In a speech defending the government’s changes to welfare, the prime minister will say he is in effect abolishing youth unemployment, and wants to “get rid of that well-worn path from the school gate, down to the Job Centre, and on to a life on benefits”.
Cameron will also praise the extension of universal credit, even though it is not yet available to families with children. He is also expected to set out how some benefits would be made conditional on drug addicts and the obese seeking treatment.
The Conservatives had previously announced plans to limit jobseeker’s allowance for 18- to 21-year-olds to six months before they were required to undertake community work.
But Cameron will today scrap the idea of an initial six-month period on the dole, and instead say the young unemployed should immediately be put into community work if they want to claim any benefit.
There are currently some 50,000 new claims a year from 18- to 21-year-olds who have not been in employment, education or training, about 10% of the total.
They will be expected to go on to a version of the existing community work placements programme for the long-term unemployed, which can include making meals for older people or working for local charities, typically for three months.
The Department for Work and Pensions says community ork placements have proven more effective in moving claimants off benefits than the normal Jobcentre Plus signing-on regime. It claims one pilot in London specifically with day-one work requirements proved even more successful.
At current volumes the policy would cost about £20m to deliver, paid for from the initial savings generated by the rollout of universal credit.
The proposal is separate from the Work Programme, which is aimed at 18-24 year olds on jobseeker’s allowance for more than nine months. The basic jobseeker’s allowance is worth £57.35 a week for 18 to 24 year olds and £72.40 for those aged over 25.
Ed Miliband promised in a speech in June that a Labour government would also abolish the jobseeker’s allowance for 18-21 year olds, although he said any dole, subject to some conditions, would be dependent on undertaking training, rather than community work.
Cameron will say the reforms are not just about saving money. In the speech in Sussex, he will say: “We are taking further steps to help young people make something of their lives. Our goal in the next parliament is effectively to abolish long-term youth unemployment.
“For those 18-21 year-olds who have not been in employment, training or education for six months before they sign on, we are going to take intensive action.
“What these young people need is work experience, and the order and discipline of turning up for work each day. So a Conservative government would require them to do daily community work from the very start of their claim, as well as searching for work.
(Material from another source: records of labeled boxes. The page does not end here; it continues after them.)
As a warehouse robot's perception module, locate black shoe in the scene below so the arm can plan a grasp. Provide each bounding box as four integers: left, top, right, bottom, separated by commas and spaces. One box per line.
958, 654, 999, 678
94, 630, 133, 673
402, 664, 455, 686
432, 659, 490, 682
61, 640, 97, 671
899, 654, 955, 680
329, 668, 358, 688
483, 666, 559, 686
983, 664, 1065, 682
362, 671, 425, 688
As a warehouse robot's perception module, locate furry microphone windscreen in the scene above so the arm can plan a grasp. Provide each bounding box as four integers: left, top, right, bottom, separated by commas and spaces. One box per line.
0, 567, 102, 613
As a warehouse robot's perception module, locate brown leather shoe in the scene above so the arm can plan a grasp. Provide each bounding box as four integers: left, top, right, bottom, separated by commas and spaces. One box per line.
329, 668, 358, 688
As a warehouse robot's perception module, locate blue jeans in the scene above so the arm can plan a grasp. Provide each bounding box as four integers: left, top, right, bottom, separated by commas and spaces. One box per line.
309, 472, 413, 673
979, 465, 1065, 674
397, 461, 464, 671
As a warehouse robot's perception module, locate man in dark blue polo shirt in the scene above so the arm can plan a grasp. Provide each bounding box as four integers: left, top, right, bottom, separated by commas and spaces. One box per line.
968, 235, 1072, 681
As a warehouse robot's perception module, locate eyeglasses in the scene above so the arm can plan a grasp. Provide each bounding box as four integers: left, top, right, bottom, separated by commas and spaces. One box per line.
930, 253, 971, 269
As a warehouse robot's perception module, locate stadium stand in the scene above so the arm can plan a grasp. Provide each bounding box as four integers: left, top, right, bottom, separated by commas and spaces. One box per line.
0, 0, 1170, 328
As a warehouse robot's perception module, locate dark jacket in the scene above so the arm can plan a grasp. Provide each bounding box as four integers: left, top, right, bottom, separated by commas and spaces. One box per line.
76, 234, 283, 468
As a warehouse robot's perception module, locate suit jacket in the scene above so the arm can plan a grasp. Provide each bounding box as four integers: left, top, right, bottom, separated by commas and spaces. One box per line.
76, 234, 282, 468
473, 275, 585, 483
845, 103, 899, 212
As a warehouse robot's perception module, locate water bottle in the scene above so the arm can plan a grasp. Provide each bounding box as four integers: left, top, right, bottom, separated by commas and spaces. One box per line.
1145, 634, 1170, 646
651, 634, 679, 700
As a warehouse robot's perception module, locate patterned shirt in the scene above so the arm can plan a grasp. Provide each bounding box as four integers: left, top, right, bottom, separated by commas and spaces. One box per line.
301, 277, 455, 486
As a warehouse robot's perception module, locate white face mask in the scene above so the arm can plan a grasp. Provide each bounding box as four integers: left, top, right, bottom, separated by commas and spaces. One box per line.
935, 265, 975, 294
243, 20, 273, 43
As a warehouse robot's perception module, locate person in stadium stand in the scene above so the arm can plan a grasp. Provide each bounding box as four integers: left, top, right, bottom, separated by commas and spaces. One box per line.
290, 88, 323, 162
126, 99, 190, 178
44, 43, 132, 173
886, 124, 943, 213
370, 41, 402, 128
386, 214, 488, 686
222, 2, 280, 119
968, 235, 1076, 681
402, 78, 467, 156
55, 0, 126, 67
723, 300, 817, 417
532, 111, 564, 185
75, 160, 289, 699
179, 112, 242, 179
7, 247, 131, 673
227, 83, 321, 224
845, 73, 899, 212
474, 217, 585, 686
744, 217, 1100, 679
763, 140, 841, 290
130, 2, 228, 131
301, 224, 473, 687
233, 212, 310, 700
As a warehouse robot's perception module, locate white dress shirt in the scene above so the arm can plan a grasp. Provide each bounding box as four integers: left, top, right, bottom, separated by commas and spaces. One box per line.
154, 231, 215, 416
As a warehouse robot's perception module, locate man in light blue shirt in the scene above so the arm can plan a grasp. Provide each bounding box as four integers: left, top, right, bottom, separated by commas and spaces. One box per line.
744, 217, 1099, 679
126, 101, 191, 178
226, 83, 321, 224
“From day one they must realise that welfare is not a one-way street. Yes, we will help them, but there is no more something for nothing. They must give back to their community too.”
The Conservatives have already announced that they would abolish housing benefit for 18 to 21 year olds.
The chancellor, George Osborne, defended ending housing benefit for under-21s during the Conservative conference, saying: “It is not acceptable for young people under the age of 21 to go straight from school on to benefits and into a home paid for through housing benefit – benefit funded by other people who are working.”